This repository (CIN_PDO) contains the simulation program and scripts used for modelling chromosomal instability (CIN) observed in the patient-derived tumor organoid (PDO) data in paper:
Reconstructing single-cell karyotype alterations in colorectal cancer reveals punctuated and gradual diversification patterns. Yannik Bollen, Ellen Stelloo, Petra van Leenen, Myrna van den Bos, Bas Ponsioen, Bingxin Lu, et al. (2021), Nature Genetics, accepted.
The main program (in directory code) simulates the growth of a patient-derived tumor organoid with a stochastic birth-death branching process. It generates cell lineage tree and single-cell copy number profiles (CNPs). It can also simulate bulk CNPs (average CNPs of all cells in an organoid) of multiple organoids.

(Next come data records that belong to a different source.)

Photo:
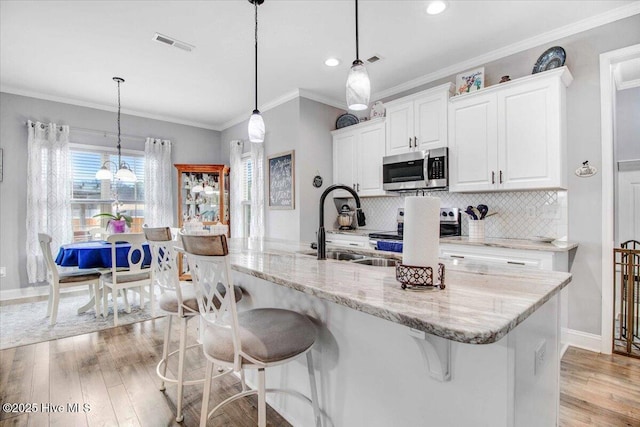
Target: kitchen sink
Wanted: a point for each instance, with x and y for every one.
(376, 262)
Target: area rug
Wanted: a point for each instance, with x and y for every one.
(27, 323)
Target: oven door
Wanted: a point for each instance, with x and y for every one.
(404, 171)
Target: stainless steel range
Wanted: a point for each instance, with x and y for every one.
(450, 225)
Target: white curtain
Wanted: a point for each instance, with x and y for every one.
(235, 158)
(257, 190)
(48, 193)
(158, 193)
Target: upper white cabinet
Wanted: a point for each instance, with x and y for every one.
(510, 136)
(357, 158)
(418, 121)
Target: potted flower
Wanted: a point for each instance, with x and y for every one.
(117, 222)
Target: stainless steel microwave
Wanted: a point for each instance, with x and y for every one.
(418, 170)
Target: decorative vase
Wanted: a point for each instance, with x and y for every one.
(117, 225)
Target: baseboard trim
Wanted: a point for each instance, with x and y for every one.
(584, 340)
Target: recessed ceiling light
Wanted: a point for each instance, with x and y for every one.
(332, 62)
(436, 7)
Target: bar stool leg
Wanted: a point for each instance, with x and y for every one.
(205, 394)
(262, 403)
(165, 349)
(314, 390)
(183, 344)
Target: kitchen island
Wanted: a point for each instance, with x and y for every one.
(483, 351)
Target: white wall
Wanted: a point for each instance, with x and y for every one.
(191, 145)
(304, 126)
(628, 124)
(583, 134)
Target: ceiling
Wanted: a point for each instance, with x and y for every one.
(68, 51)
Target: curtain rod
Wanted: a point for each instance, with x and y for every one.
(104, 133)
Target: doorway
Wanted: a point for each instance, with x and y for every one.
(612, 65)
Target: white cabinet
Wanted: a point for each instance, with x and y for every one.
(418, 121)
(510, 136)
(357, 158)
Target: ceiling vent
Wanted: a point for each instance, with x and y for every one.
(173, 42)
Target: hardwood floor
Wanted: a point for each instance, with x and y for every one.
(599, 390)
(113, 372)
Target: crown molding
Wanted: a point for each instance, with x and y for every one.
(110, 108)
(550, 36)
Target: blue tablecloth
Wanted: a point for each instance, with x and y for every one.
(97, 254)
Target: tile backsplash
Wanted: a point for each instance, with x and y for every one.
(521, 214)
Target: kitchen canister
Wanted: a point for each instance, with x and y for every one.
(476, 230)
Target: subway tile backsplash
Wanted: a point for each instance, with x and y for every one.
(521, 214)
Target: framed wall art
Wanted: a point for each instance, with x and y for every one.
(470, 81)
(282, 180)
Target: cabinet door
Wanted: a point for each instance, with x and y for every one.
(344, 162)
(529, 137)
(430, 122)
(473, 144)
(370, 151)
(400, 128)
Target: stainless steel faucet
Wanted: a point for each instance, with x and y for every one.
(322, 246)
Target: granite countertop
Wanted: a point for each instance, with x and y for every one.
(480, 304)
(528, 244)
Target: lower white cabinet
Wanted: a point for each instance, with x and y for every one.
(357, 158)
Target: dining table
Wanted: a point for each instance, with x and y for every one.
(97, 254)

Only relative arm-/chr-level CNAs are simulated. All CNAs are assumed to be reciprocal. A set of summary statistics is computed from simulated data, which can be used by ABC (approximate Bayesian computation) approach to infer mutation rates and selection strengths.
The directory script contains the main scripts used for the modelling (parameter estimation, model selection, power analysis, and likelihood-ratio test) in the paper.
The directory data contains the main data and modelling results in the paper.
Download the source code and then run make in folder "code" to generate the simulation program 'simpdo'.
Please run ./simpdo -h for all options.
Option "verbose" controls how much information to output.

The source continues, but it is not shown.